Dave Kupernik Market Update July 2016
The market is trending towards a more balanced market than we’ve seen in a couple of years. The seasonal swings in sales volume are more pronounced than last year. July’s sales volume was significantly lower in 2016 versus 2015. In the chart below you will see that inventory has generally increased from this time last year as well as the exact amount of change in sales volume versus July of last year. Some of the drop in sales volume is from lack of inventory in the multi-family market. Another factor is price appreciation in the entry level price point. Over pricing has also had an impact. More homes would have sold this year had they been priced more in line with the market. As I shared in the video update, this year I’ve seen a very, very high level of price reductions.
Quick Year to Date Statistics
Adams County currently has 10% fewer homes on the market than this time last year, however sales volume in July was down over 18% versus July 2015.

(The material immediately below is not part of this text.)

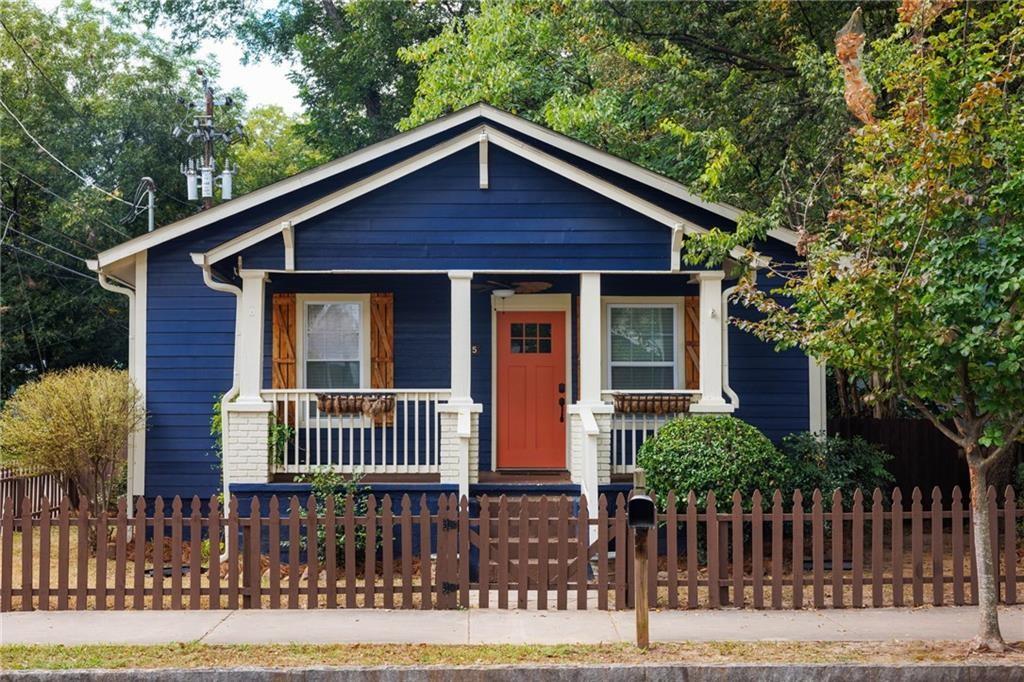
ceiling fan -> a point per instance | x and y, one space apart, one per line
517 287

Arapahoe County currently has 8% more homes on the market than this time last year, however sales volume in July was down over almost 23% versus July 2015.
Denver County also has a higher inventory of homes on the market than this time last year, up 4.5%. Sales volume in July was down over 16.6% versus July 2015.
Douglas County’s inventory of homes on the market is up 13.3% from this time last year. Sales volume in July was down over 23% versus July 2015.
Elbert County currently has a 90-day supply of homes and sales volume is up 1% over this time last year.
Jefferson County’s supply of homes is pretty much equal to last year’s at this time, however sales volume is down 18.5% versus this time last year.
I think the level of inventory is still low enough to cause this market to favor sellers more than buyers in every price point. That being said, I think at least until spring, buyers’ s purchasing power is higher now that it has been in the last couple of years. It is another opportunity for buyers to take advantage of this incredible low interest rate environment. It is an especially good time for any of you who own a home in the sub $400K range to reaps the rewards of the appreciation you’ve gained and move up to another price point that hasn’t seen as much relatively speaking.
There is a good chance that we will see a trickle up effect from all the rental units coming on the market in the next 12 months. The Denver market is in the top 10 for the number of rental units coming on line. That could lead to a surplus of units which will lead to a drop in rental prices; making renting more affordable than purchasing. In turn that could curb some of the demand for entry level housing. It’s probably an 18 + month cycle but an interesting conversation when attempting to determine what the market will do in the next couple of years. There are already signs that commercial lenders are being more cautious in lending for apartment projects.
I do think the current political environment surrounding the presidential election is not doing anyone a favor when it comes to creating any kind of consumer or business confidence. I am hopeful that once the dust settles after November, we will see an upward bounce in confidence. That should lead to a typical busy spring season especially since we have a bit of a cushion in the interest rate market. Rates could go up a bit and still be where they were during much of the recovery.
Meantime, our market will continue to perform well, albeit a bit slower than 2015 and early 2016. August and September are really important indicators as to whether we were seeing a normal seasonal adjustment in July or if there the market is cooling off more than a marginal 5% or so in sales volume. If you remember, the spring and early summer last year were very wet and that led to a longer selling season, so I’m not totally shocked to see a one month drop off in sales. Especially considering we are now in the thick of a contentious election and the effect the high volume of incorrectly priced properties is having.